To determine the general form of an even number, let's analyze the options provided. An even number is defined as any integer that can be divided by 2 without leaving a remainder. This means that even numbers can be expressed in a specific mathematical form.

Identifying the Correct Option

Among the choices given:

• (a) 2n - 1
• (b) 2n
• (c) 2n + 1
• (d) 2

Let's break down each option:

Option Analysis

• 2n - 1: This expression represents an odd number. For any integer value of n, the result will always be odd. For example, if n = 1, then 2(1) - 1 = 1, which is odd.
• 2n: This is the correct representation of an even number. Here, n can be any integer (positive, negative, or zero). For instance, if n = 1, then 2(1) = 2, and if n = 2, then 2(2) = 4. Both results are even.
• 2n + 1: Similar to the first option, this expression also yields an odd number. For example, if n = 1, then 2(1) + 1 = 3, which is odd.
• 2: While this is indeed an even number, it is not a general form. It is a specific instance of an even number when n = 1.

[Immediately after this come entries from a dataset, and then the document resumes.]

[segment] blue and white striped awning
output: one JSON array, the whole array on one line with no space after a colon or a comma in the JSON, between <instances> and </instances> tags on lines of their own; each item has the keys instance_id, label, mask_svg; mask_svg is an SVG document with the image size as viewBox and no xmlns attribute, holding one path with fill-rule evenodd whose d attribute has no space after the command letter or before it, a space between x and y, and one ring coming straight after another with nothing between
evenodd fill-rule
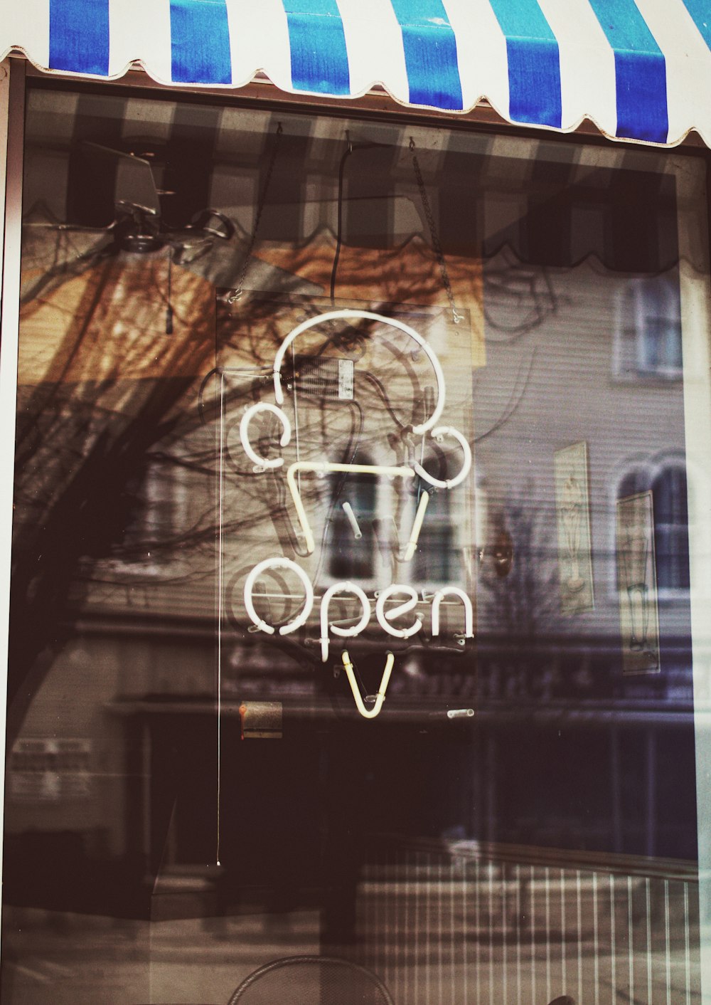
<instances>
[{"instance_id":1,"label":"blue and white striped awning","mask_svg":"<svg viewBox=\"0 0 711 1005\"><path fill-rule=\"evenodd\" d=\"M0 55L166 84L239 87L711 145L711 0L0 0Z\"/></svg>"}]
</instances>

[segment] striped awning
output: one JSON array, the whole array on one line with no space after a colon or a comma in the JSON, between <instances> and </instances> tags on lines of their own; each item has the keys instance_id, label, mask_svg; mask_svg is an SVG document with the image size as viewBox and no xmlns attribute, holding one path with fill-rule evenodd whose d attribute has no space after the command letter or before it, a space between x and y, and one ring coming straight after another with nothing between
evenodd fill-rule
<instances>
[{"instance_id":1,"label":"striped awning","mask_svg":"<svg viewBox=\"0 0 711 1005\"><path fill-rule=\"evenodd\" d=\"M711 0L2 0L0 55L114 78L291 93L383 86L416 108L486 99L512 123L711 145Z\"/></svg>"}]
</instances>

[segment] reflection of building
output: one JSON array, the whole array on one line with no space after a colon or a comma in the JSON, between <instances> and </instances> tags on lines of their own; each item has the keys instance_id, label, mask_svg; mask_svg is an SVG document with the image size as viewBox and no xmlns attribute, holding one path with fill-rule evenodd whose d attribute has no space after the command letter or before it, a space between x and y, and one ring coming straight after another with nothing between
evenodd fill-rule
<instances>
[{"instance_id":1,"label":"reflection of building","mask_svg":"<svg viewBox=\"0 0 711 1005\"><path fill-rule=\"evenodd\" d=\"M72 138L93 129L100 141L106 117L122 136L155 128L156 172L180 175L169 156L175 145L161 139L161 102L34 93L28 206L41 192L58 215L69 204L70 222L105 228L115 187L106 183L91 190L91 205L82 202L88 166ZM56 142L47 147L52 100ZM100 115L89 115L96 103ZM591 164L571 158L561 186L545 170L550 153L529 141L511 139L497 153L462 134L440 156L437 137L417 133L449 291L466 314L457 336L423 226L409 131L379 123L382 146L372 152L364 141L338 191L341 122L319 119L307 140L298 115L282 134L266 113L210 115L210 143L194 123L187 130L201 154L201 191L186 197L195 205L172 210L171 226L203 208L209 190L238 224L234 240L182 264L167 247L142 254L111 246L105 257L77 259L69 245L57 267L67 232L27 228L26 277L40 284L30 286L21 326L20 420L28 420L20 421L16 554L26 591L15 594L13 683L33 686L10 764L7 854L18 877L10 899L42 903L51 889L58 908L151 910L155 919L212 912L217 901L228 916L318 909L316 936L340 945L353 936L357 892L369 875L412 881L418 896L425 875L428 895L430 884L441 892L443 876L454 882L449 874L460 867L456 848L450 853L455 840L471 892L492 898L476 842L565 852L544 869L599 852L595 868L611 888L612 854L638 856L638 869L645 855L693 860L688 442L678 342L693 281L678 264L676 169L664 168L651 195L639 165L654 174L655 155L621 167L603 152ZM357 125L368 140L371 126ZM281 135L273 161L261 149L272 133L275 149ZM530 165L536 171L525 187ZM273 201L258 207L254 193L263 195L272 169ZM609 196L611 172L621 181ZM474 193L472 173L480 180ZM336 237L327 228L338 196L346 225ZM216 289L240 278L248 247L242 297L216 308ZM409 565L396 553L415 520L417 490L365 473L349 479L346 494L338 477L308 485L304 477L321 552L308 557L283 479L255 472L240 445L241 410L272 395L270 364L292 315L332 299L429 326L447 372L449 421L472 442L466 491L432 493ZM350 338L342 352L309 345L292 361L303 403L294 409L298 445L309 458L332 449L341 460L384 464L405 449L403 429L418 409L430 408L432 377L416 351ZM304 362L307 351L318 355ZM348 354L354 383L368 374L386 391L373 380L367 393L359 385L367 429L359 453L358 408L333 403L329 370ZM232 373L242 366L246 377ZM255 366L263 370L255 374ZM216 368L227 375L222 399ZM255 441L274 452L278 424L261 418ZM555 456L577 443L586 446L588 483L583 491L581 479L574 490L568 482L563 494L576 563L565 583L584 578L588 548L595 607L563 613ZM296 445L294 436L289 449ZM425 466L445 477L451 458L431 449ZM661 662L649 676L623 672L616 539L618 499L646 491ZM583 496L588 545L577 523ZM250 630L258 626L244 617L246 572L282 551L314 582L320 576L317 593L345 579L365 583L374 600L392 581L420 593L425 630L417 644L388 640L397 668L379 724L361 723L342 673L319 664L315 610L301 635L277 644ZM255 605L269 624L281 624L301 595L280 570L272 579L257 584ZM633 580L633 589L648 583ZM457 605L441 644L432 639L432 594L442 584L474 594L476 647L457 638ZM333 610L334 620L352 621L353 605L336 600ZM348 641L365 694L378 685L384 648L376 627ZM32 751L41 756L33 760ZM78 768L69 753L80 754ZM218 800L222 871L213 883L206 865L216 857ZM425 839L436 843L434 858L430 845L422 850ZM61 845L74 878L28 875L27 842L39 858ZM430 856L422 873L419 854ZM521 852L515 866L534 870L531 854ZM632 868L616 859L618 866ZM496 897L509 906L517 891L544 895L536 882L549 879L532 873L524 890L497 859L491 873L502 884ZM503 929L515 926L504 919ZM464 941L466 926L457 933Z\"/></svg>"}]
</instances>

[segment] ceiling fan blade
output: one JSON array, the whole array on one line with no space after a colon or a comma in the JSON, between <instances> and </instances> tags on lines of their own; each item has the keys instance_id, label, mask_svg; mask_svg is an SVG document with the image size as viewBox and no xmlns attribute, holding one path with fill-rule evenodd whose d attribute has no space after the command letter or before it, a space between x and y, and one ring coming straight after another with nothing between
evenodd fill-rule
<instances>
[{"instance_id":1,"label":"ceiling fan blade","mask_svg":"<svg viewBox=\"0 0 711 1005\"><path fill-rule=\"evenodd\" d=\"M150 161L135 154L102 147L84 140L81 144L89 160L94 163L111 162L116 172L115 205L120 210L138 209L142 213L160 217L161 200Z\"/></svg>"}]
</instances>

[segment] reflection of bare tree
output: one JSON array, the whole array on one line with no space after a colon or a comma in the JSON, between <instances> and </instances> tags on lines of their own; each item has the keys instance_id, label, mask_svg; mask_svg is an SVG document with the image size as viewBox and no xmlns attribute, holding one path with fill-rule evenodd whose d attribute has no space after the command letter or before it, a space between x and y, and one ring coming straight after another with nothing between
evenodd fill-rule
<instances>
[{"instance_id":1,"label":"reflection of bare tree","mask_svg":"<svg viewBox=\"0 0 711 1005\"><path fill-rule=\"evenodd\" d=\"M280 275L285 270L300 275L303 267L304 278L317 282L329 273L333 248L326 241L310 252L281 246L263 250L264 260ZM432 255L423 248L406 256L370 251L361 256L350 249L341 263L343 274L350 276L343 292L351 295L372 297L377 290L383 301L446 300ZM282 335L276 330L273 301L245 294L244 325L226 329L220 334L223 344L216 345L215 288L180 267L173 269L173 332L167 334L167 267L163 252L122 252L45 290L23 311L8 679L11 738L73 630L88 587L103 569L97 563L111 558L140 562L147 555L160 563L176 549L202 550L214 561L212 502L204 512L192 512L190 521L178 528L143 527L129 536L127 527L154 461L180 467L197 479L191 484L202 479L201 497L214 500L212 420L219 417L219 402L211 393L211 374L223 353L229 354L230 342L241 357L259 366L273 359ZM463 267L453 273L465 276ZM477 281L470 267L465 300L471 303ZM413 422L412 401L389 395L387 373L373 382L370 393L374 401L385 393L403 426ZM327 422L324 409L318 421ZM322 439L323 429L313 433ZM269 437L270 430L264 435ZM347 453L345 442L343 451ZM243 473L242 490L256 500L264 482L250 477L248 470ZM249 507L230 519L226 530L233 534L249 522ZM207 567L206 561L202 568ZM200 565L186 574L199 575L195 568Z\"/></svg>"}]
</instances>

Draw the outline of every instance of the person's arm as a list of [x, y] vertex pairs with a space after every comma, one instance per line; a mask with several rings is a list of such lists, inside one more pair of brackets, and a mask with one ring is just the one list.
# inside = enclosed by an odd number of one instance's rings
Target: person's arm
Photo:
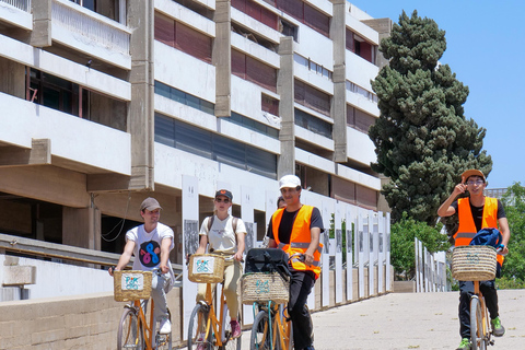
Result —
[[172, 237], [164, 237], [161, 241], [161, 265], [159, 268], [162, 273], [170, 271], [170, 248], [172, 247]]
[[502, 244], [505, 246], [501, 252], [503, 255], [509, 254], [509, 241], [511, 240], [511, 230], [509, 229], [509, 221], [506, 218], [498, 219], [498, 225], [500, 226], [501, 236], [503, 237]]
[[[115, 268], [115, 271], [124, 270], [126, 265], [128, 265], [129, 260], [131, 260], [131, 256], [133, 255], [133, 249], [135, 249], [135, 241], [126, 242], [126, 245], [124, 246], [124, 253], [122, 255], [120, 255], [120, 258], [118, 259], [118, 264], [117, 264], [117, 267]], [[108, 272], [110, 276], [113, 276], [113, 269], [109, 269]]]
[[440, 209], [438, 209], [438, 215], [442, 218], [453, 215], [456, 212], [456, 209], [452, 207], [452, 202], [456, 199], [457, 196], [465, 192], [466, 189], [467, 185], [465, 185], [465, 177], [462, 177], [462, 183], [457, 184], [456, 187], [454, 187], [451, 196], [448, 196], [448, 198], [446, 198], [446, 200], [441, 205]]
[[308, 248], [304, 253], [304, 262], [306, 265], [312, 265], [314, 262], [314, 253], [319, 248], [319, 238], [320, 238], [320, 229], [312, 228], [310, 229], [311, 241]]

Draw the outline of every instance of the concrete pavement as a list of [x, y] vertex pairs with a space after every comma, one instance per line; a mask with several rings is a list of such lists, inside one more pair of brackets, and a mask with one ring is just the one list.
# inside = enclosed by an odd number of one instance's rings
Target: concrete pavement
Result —
[[[491, 349], [525, 349], [525, 290], [500, 290], [505, 336]], [[312, 315], [317, 350], [455, 349], [459, 292], [392, 293]], [[242, 349], [249, 349], [249, 331]]]

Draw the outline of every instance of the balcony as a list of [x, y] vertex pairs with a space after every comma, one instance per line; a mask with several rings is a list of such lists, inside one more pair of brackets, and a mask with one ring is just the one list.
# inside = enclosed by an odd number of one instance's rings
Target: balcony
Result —
[[52, 0], [52, 40], [90, 58], [130, 70], [131, 31], [67, 0]]

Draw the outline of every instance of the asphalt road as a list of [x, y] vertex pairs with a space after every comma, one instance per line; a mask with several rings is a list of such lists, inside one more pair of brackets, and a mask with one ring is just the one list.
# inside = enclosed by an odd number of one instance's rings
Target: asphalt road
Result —
[[[506, 334], [490, 349], [525, 349], [525, 290], [499, 291]], [[392, 293], [312, 315], [316, 350], [455, 349], [459, 292]], [[249, 330], [242, 349], [249, 349]]]

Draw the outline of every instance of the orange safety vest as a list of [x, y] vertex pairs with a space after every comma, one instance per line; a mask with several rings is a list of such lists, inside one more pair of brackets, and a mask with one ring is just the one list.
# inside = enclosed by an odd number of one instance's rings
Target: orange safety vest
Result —
[[[277, 242], [279, 248], [287, 252], [288, 256], [292, 256], [295, 253], [306, 253], [310, 242], [312, 241], [310, 224], [312, 222], [313, 210], [314, 207], [312, 206], [302, 206], [299, 209], [295, 221], [293, 222], [292, 233], [290, 235], [290, 244], [284, 244], [279, 241], [279, 225], [281, 224], [284, 208], [278, 209], [271, 217], [273, 240]], [[319, 243], [319, 246], [314, 252], [314, 261], [312, 262], [312, 266], [306, 266], [306, 264], [300, 261], [299, 258], [292, 258], [292, 269], [296, 271], [313, 271], [315, 273], [315, 279], [317, 279], [320, 275], [322, 250], [323, 244]]]
[[[476, 224], [474, 223], [472, 211], [470, 210], [470, 201], [468, 198], [460, 198], [457, 200], [457, 214], [459, 218], [459, 228], [454, 234], [454, 245], [469, 245], [477, 233]], [[481, 221], [481, 229], [498, 229], [498, 199], [485, 197], [483, 217]], [[498, 262], [503, 265], [504, 257], [498, 255]]]

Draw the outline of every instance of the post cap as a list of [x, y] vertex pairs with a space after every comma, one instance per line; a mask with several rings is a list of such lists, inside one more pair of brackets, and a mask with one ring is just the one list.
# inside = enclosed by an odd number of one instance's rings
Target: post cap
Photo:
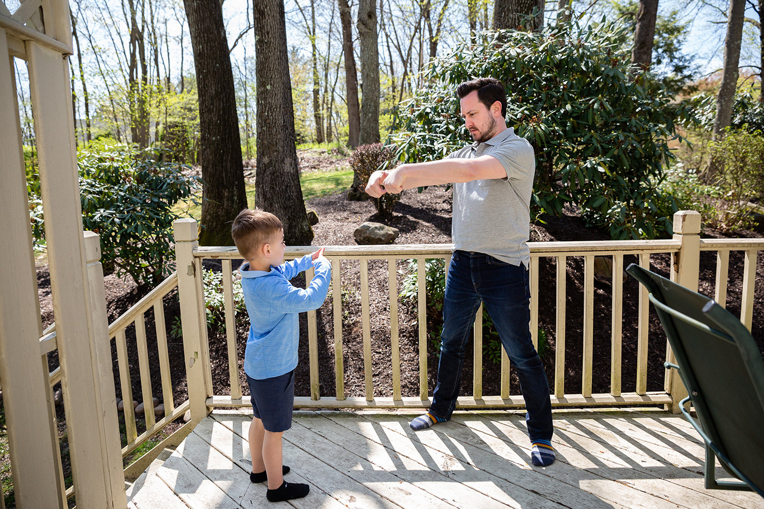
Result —
[[183, 217], [173, 224], [176, 242], [193, 242], [199, 238], [199, 227], [193, 217]]
[[96, 232], [86, 230], [83, 234], [85, 237], [85, 257], [87, 263], [97, 262], [101, 259], [101, 237]]
[[695, 211], [677, 211], [674, 214], [674, 233], [698, 235], [701, 233], [701, 213]]

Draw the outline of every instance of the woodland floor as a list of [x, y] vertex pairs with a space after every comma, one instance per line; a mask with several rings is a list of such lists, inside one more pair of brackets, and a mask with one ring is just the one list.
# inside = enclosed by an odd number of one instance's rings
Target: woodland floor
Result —
[[[397, 205], [391, 220], [381, 220], [370, 201], [348, 201], [344, 192], [338, 192], [316, 198], [307, 202], [314, 209], [320, 222], [313, 227], [313, 245], [352, 245], [353, 230], [364, 221], [386, 222], [400, 230], [400, 236], [395, 243], [438, 243], [451, 242], [451, 192], [443, 187], [431, 187], [419, 194], [406, 192]], [[587, 228], [583, 220], [572, 209], [566, 210], [561, 217], [545, 217], [543, 224], [533, 225], [531, 240], [607, 240], [601, 233]], [[746, 237], [760, 237], [754, 232], [746, 232]], [[722, 237], [717, 231], [706, 230], [704, 237]], [[636, 256], [626, 256], [624, 266], [635, 262]], [[655, 255], [651, 257], [652, 269], [666, 274], [669, 263], [668, 255]], [[582, 317], [584, 261], [581, 257], [568, 258], [567, 302], [566, 302], [566, 341], [565, 341], [565, 388], [566, 392], [580, 391], [582, 365]], [[740, 314], [741, 279], [743, 257], [740, 252], [733, 252], [730, 256], [730, 282], [728, 285], [727, 309]], [[219, 262], [206, 260], [205, 267], [220, 270]], [[716, 256], [713, 253], [701, 253], [700, 290], [713, 295], [715, 275]], [[398, 263], [398, 292], [406, 271], [404, 260]], [[392, 395], [391, 347], [390, 342], [390, 318], [387, 288], [387, 266], [386, 260], [370, 260], [368, 264], [371, 309], [380, 310], [371, 317], [372, 366], [374, 369], [374, 391], [376, 396]], [[542, 347], [542, 358], [546, 366], [550, 387], [553, 387], [553, 366], [555, 359], [555, 266], [554, 259], [542, 259], [539, 263], [539, 327], [547, 337], [546, 346]], [[753, 312], [753, 334], [757, 340], [759, 349], [764, 352], [764, 257], [759, 256], [757, 263], [756, 301]], [[362, 396], [364, 392], [363, 343], [361, 320], [361, 296], [359, 266], [357, 261], [343, 261], [342, 265], [342, 313], [343, 313], [343, 351], [345, 364], [345, 390], [347, 396]], [[47, 266], [37, 267], [40, 287], [40, 310], [44, 325], [53, 321], [50, 304], [50, 279]], [[304, 285], [303, 276], [293, 281], [297, 285]], [[115, 275], [105, 278], [106, 298], [109, 321], [117, 318], [131, 305], [137, 302], [143, 294], [129, 277], [119, 279]], [[630, 276], [623, 279], [623, 382], [622, 390], [635, 390], [636, 372], [636, 295], [638, 286]], [[594, 393], [610, 391], [610, 286], [595, 279], [594, 283], [594, 337], [593, 387]], [[152, 372], [158, 373], [158, 357], [156, 337], [154, 332], [153, 311], [147, 313], [147, 331], [150, 365]], [[168, 331], [179, 315], [177, 295], [175, 292], [165, 298], [165, 314]], [[238, 321], [239, 372], [244, 394], [248, 388], [242, 371], [244, 349], [248, 327], [245, 317]], [[318, 310], [319, 366], [320, 391], [323, 395], [335, 393], [334, 375], [334, 333], [332, 304], [328, 298]], [[416, 301], [399, 299], [400, 348], [401, 363], [401, 391], [403, 396], [419, 394], [419, 337], [416, 321]], [[428, 373], [429, 387], [435, 384], [438, 358], [433, 346], [437, 337], [440, 318], [428, 317]], [[299, 362], [296, 373], [296, 395], [309, 395], [309, 374], [308, 362], [307, 326], [305, 314], [300, 315]], [[140, 400], [141, 394], [138, 372], [138, 351], [132, 327], [127, 330], [130, 367], [134, 373], [133, 395]], [[484, 337], [486, 337], [485, 333]], [[172, 363], [171, 371], [174, 386], [174, 399], [176, 404], [186, 399], [185, 369], [183, 366], [183, 342], [180, 337], [168, 338], [168, 350]], [[226, 395], [230, 391], [227, 347], [225, 335], [220, 330], [209, 331], [214, 392]], [[663, 387], [662, 362], [665, 356], [665, 340], [662, 329], [654, 313], [651, 313], [649, 330], [649, 353], [648, 362], [648, 391], [659, 391]], [[112, 341], [115, 359], [115, 382], [118, 398], [121, 397], [118, 371], [116, 364], [116, 351]], [[471, 345], [467, 352], [462, 373], [462, 395], [471, 394], [473, 375], [473, 356]], [[51, 355], [50, 364], [57, 364], [55, 354]], [[484, 356], [483, 393], [499, 394], [500, 369]], [[161, 382], [159, 376], [153, 377], [153, 391], [161, 399]], [[520, 394], [516, 377], [513, 376], [511, 392]]]

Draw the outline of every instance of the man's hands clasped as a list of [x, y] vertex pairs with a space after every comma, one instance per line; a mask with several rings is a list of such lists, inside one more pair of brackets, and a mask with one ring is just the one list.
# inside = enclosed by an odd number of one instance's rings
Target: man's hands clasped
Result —
[[403, 190], [403, 183], [406, 182], [403, 172], [406, 166], [402, 164], [389, 172], [379, 170], [372, 173], [366, 185], [366, 193], [372, 198], [379, 198], [385, 193], [399, 194]]

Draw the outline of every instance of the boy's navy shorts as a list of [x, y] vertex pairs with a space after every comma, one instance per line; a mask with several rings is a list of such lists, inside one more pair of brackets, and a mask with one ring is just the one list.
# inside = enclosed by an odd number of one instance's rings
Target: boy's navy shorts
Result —
[[[244, 373], [246, 375], [246, 373]], [[255, 380], [247, 375], [254, 417], [266, 431], [280, 433], [292, 427], [294, 407], [294, 370], [280, 376]]]

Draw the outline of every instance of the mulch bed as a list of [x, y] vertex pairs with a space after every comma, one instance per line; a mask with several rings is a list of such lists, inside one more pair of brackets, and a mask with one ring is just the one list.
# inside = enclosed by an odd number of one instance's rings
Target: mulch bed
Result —
[[[306, 203], [314, 209], [320, 222], [313, 227], [316, 237], [313, 245], [341, 246], [353, 245], [353, 231], [364, 221], [383, 222], [400, 230], [397, 244], [439, 243], [451, 242], [451, 192], [442, 186], [433, 186], [419, 194], [416, 191], [404, 193], [397, 205], [392, 219], [385, 221], [376, 214], [370, 201], [348, 201], [344, 193], [316, 198]], [[544, 223], [533, 225], [531, 240], [604, 240], [604, 234], [587, 228], [583, 220], [572, 209], [566, 210], [560, 217], [545, 217]], [[754, 232], [746, 232], [746, 237], [761, 237]], [[720, 232], [704, 230], [703, 237], [723, 237]], [[636, 256], [626, 256], [624, 266], [636, 262]], [[651, 268], [664, 275], [668, 273], [668, 255], [655, 255], [651, 257]], [[742, 288], [743, 256], [740, 252], [733, 252], [730, 256], [730, 282], [727, 308], [740, 314], [740, 292]], [[205, 267], [219, 270], [219, 262], [206, 260]], [[398, 292], [405, 272], [406, 263], [397, 263]], [[714, 253], [701, 253], [700, 290], [713, 295], [715, 277], [716, 256]], [[550, 387], [553, 387], [555, 329], [555, 259], [542, 259], [539, 263], [539, 327], [548, 337], [549, 348], [542, 356], [546, 366]], [[373, 310], [371, 316], [371, 350], [373, 366], [373, 386], [375, 396], [391, 396], [392, 352], [390, 341], [390, 317], [387, 287], [387, 260], [369, 260], [370, 302]], [[757, 263], [756, 291], [754, 303], [753, 334], [756, 338], [760, 350], [764, 353], [764, 257], [759, 256]], [[566, 295], [566, 334], [565, 334], [565, 391], [581, 391], [583, 337], [583, 282], [584, 260], [582, 257], [568, 257], [567, 261]], [[50, 278], [47, 266], [37, 267], [40, 287], [40, 309], [44, 325], [53, 321], [50, 304]], [[106, 298], [109, 321], [114, 321], [121, 313], [137, 302], [144, 294], [138, 288], [129, 277], [119, 279], [115, 275], [107, 275]], [[300, 275], [293, 282], [304, 285], [304, 277]], [[364, 375], [363, 340], [361, 334], [360, 269], [358, 261], [347, 260], [342, 263], [342, 285], [343, 290], [343, 362], [345, 365], [345, 391], [346, 396], [364, 395]], [[622, 391], [635, 390], [636, 373], [636, 317], [638, 286], [630, 276], [623, 279], [623, 325], [622, 346]], [[164, 299], [165, 315], [168, 333], [171, 324], [180, 314], [177, 295], [171, 292]], [[593, 386], [594, 393], [610, 391], [610, 287], [606, 282], [595, 279], [594, 283], [594, 337]], [[428, 332], [435, 333], [439, 323], [438, 317], [429, 317]], [[244, 349], [248, 324], [246, 320], [240, 321], [237, 327], [239, 355], [239, 373], [242, 389], [246, 395], [248, 389], [243, 374]], [[325, 396], [335, 394], [335, 348], [333, 333], [333, 311], [331, 298], [317, 311], [319, 371], [320, 392]], [[156, 346], [153, 311], [146, 315], [148, 340], [149, 364], [152, 375], [152, 391], [154, 396], [162, 399], [161, 380], [159, 376], [159, 362]], [[419, 395], [419, 328], [416, 301], [406, 301], [399, 298], [399, 336], [400, 349], [401, 393], [403, 396]], [[133, 396], [142, 400], [138, 350], [135, 344], [134, 327], [127, 330], [130, 369], [133, 380]], [[433, 337], [431, 336], [431, 338]], [[665, 356], [665, 339], [662, 329], [654, 313], [650, 316], [648, 391], [660, 391], [663, 388], [663, 361]], [[115, 366], [115, 384], [118, 398], [121, 398], [117, 366], [116, 349], [112, 344]], [[308, 361], [307, 323], [305, 314], [300, 315], [299, 362], [296, 372], [295, 391], [299, 396], [309, 396], [309, 370]], [[209, 331], [209, 347], [212, 369], [213, 390], [216, 395], [230, 393], [227, 346], [225, 333], [219, 330]], [[183, 365], [183, 341], [180, 338], [168, 338], [168, 350], [171, 362], [173, 384], [173, 398], [180, 403], [186, 398], [185, 367]], [[57, 365], [55, 353], [51, 354], [52, 367]], [[462, 395], [472, 393], [473, 363], [471, 344], [467, 352], [462, 373]], [[427, 352], [428, 385], [430, 394], [435, 386], [438, 357], [432, 342], [428, 340]], [[483, 361], [483, 394], [497, 395], [500, 392], [500, 366], [492, 363], [486, 356]], [[516, 376], [513, 374], [512, 394], [520, 394]]]

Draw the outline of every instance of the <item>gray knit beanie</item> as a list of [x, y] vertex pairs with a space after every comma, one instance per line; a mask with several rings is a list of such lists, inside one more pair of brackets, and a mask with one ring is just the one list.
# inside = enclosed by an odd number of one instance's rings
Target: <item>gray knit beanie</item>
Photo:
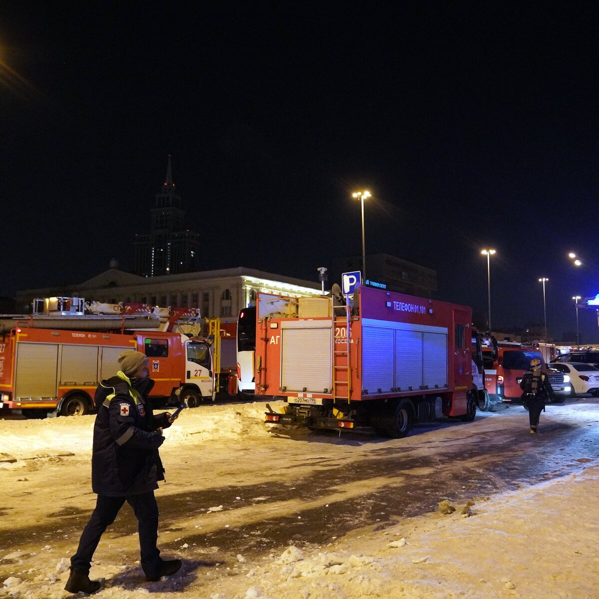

Conclusion on the General Form

From this analysis, the general form of an even number is represented by option (b) 2n. This formula allows us to generate all even integers by substituting different integer values for n. For example:

• If n = 0, then 2(0) = 0
• If n = 3, then 2(3) = 6
• If n = -1, then 2(-1) = -2

Thus, the expression 2n effectively captures the essence of even numbers across the entire set of integers.